Aluminum had some good features, and had been the preferred cladding material, but it had a corrosion problem at higher temperatures, and it was was too weak a metal to be be rupture proof in a high performance reactor. Aluninum only maintain strength up to 300°C, and melt at 650°C. This proved safe in Weinbergs toy reactor, but the short comings of aluminum as a fuel cladding were dramatically demonstrated over and over, beginning in 1952 during an accident in the Canadian water cooled NRX reactor ruptured. Due to an operator error, control rods were accidentally lifted. Further errors occurred when operators attempted to shut down the reactor. Shut-off rods failed to fully descend into the reactor core. Reactivity and heat shot up. Aluminum clad fuel elements ruptured. Hydrogen gas was generated, and exploded. The lid of an inner reactor containment dome was blown off, and radioactive materials leaked into the environment. Jimmy Carter, then one of Rickover's boys, participated in the clean up.

Failure of alunium fuel cladding in the Windscale reactor played a major role in the 1957 fire that released a great deal of radioactive material into the environment. An accident with the Canadian NRU reactor in 1958 further illustrated the dangers of aluminum cladding. Several aluminum clad fuel elements inside the reactor over heated and burst, One caught on fire. While being extracted from the reactor it was torn in two. The fragments fell into a pit, and continued to burn. The resulting release of radioactive materials created quite a mess.

Clearly then aluminum cladding would not be up to snuff as fuel cladding for Rickover's reactors.

Alvin Weinberg suggested to Rickover that Zirconium had potential as a reactor fuel cladding. Zirconium is stronger than aluminum, had good heat transfer properties, can tolerate 1,800° C heat and does not corrode in the presence of water and heat. There was one rub. Radiation testing of zirconium samples show them to be a neutron poison. Using zarconium as a reactor fuel element cladding would kill a chain reaction, or so it was thought. But Oak Ridge scientist Herbert Pomerance, Herb to those who cultivated his friendship, traced the problem to hafnium, a chemically similar element that was present as a natural contaminant in zirconium.

Thus if zirconium could be separated from the hafnium, it would give Rickover his safe reactor cladding. The task of industrial sale separation of zirconium from hafnium was given to a group of three Y-12 chemists under Warren Grimes. Grimes asked Lyle Overhoiser to work on the problem, but when Lyle needed some assistance from an analytic chemist, my father, C.J. Barton, Sr., was brought in to help.
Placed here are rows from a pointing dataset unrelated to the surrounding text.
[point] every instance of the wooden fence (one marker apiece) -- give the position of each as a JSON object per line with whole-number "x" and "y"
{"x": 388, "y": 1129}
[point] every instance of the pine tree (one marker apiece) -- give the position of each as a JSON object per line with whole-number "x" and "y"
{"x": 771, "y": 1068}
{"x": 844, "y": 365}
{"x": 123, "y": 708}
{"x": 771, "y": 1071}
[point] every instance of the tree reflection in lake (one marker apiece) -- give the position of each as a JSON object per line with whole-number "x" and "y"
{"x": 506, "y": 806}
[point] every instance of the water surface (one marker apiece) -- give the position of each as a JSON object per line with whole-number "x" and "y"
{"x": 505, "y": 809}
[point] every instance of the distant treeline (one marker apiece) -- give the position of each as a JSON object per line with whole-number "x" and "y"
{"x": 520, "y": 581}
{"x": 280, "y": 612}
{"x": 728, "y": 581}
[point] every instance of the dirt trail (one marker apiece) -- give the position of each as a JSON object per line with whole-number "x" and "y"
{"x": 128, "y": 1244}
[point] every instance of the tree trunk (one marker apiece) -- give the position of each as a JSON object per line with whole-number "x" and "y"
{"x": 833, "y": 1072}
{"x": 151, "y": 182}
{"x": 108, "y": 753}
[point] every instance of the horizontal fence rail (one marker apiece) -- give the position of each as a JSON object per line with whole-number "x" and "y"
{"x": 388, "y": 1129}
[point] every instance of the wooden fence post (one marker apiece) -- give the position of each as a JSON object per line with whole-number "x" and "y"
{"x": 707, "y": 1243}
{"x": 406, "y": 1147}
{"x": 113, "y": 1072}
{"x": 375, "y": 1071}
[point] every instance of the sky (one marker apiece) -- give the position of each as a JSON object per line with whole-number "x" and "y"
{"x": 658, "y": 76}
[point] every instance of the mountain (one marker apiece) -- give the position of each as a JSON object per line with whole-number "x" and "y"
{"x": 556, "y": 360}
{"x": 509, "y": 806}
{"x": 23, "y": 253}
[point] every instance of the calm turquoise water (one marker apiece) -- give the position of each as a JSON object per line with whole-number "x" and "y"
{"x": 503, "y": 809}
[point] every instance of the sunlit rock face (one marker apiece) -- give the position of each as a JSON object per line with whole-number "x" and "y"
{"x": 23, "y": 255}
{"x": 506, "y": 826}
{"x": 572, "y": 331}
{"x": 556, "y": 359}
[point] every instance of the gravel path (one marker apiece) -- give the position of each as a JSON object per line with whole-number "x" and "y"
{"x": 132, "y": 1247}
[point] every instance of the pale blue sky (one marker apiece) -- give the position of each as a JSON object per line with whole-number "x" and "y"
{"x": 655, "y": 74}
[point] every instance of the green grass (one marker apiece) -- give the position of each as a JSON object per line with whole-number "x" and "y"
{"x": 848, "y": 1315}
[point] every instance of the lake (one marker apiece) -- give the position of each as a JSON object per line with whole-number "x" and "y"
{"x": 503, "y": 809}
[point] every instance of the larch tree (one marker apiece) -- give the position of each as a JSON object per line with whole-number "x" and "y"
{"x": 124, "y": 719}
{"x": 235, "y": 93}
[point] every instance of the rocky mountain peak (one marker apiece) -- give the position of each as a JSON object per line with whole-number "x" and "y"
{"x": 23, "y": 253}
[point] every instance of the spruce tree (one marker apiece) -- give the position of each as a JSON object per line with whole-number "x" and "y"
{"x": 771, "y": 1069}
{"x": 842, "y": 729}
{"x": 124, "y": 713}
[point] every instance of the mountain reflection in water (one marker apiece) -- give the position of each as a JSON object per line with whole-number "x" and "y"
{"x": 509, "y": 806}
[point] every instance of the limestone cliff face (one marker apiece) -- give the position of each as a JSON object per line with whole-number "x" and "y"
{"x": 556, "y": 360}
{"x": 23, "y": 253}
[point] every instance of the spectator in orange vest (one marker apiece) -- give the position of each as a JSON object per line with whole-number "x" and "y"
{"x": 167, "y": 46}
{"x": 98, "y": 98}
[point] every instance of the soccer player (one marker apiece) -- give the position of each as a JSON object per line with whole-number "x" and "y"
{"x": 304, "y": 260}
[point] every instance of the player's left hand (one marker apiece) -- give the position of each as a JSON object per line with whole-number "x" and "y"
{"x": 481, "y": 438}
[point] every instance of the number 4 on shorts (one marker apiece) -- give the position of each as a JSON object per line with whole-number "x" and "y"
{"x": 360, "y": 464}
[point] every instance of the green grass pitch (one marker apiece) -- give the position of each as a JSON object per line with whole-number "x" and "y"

My father and Lyle had been Lab mates as chemistry graduate students at the University of Virginia, and they worked well together. At that point my father stopped being an analytic chemist, and became an industrial chemist. With the assistance of John W. Ramsey, George Parker, Cyrus Feldman, and many others, they were able to identify a method that could be scaled up to zirconium separation Industrial levels of production. While Rickover was said to be the father of the atomic submarine, Oak Ridge chemists, including my father, broke the prophylactic: for him.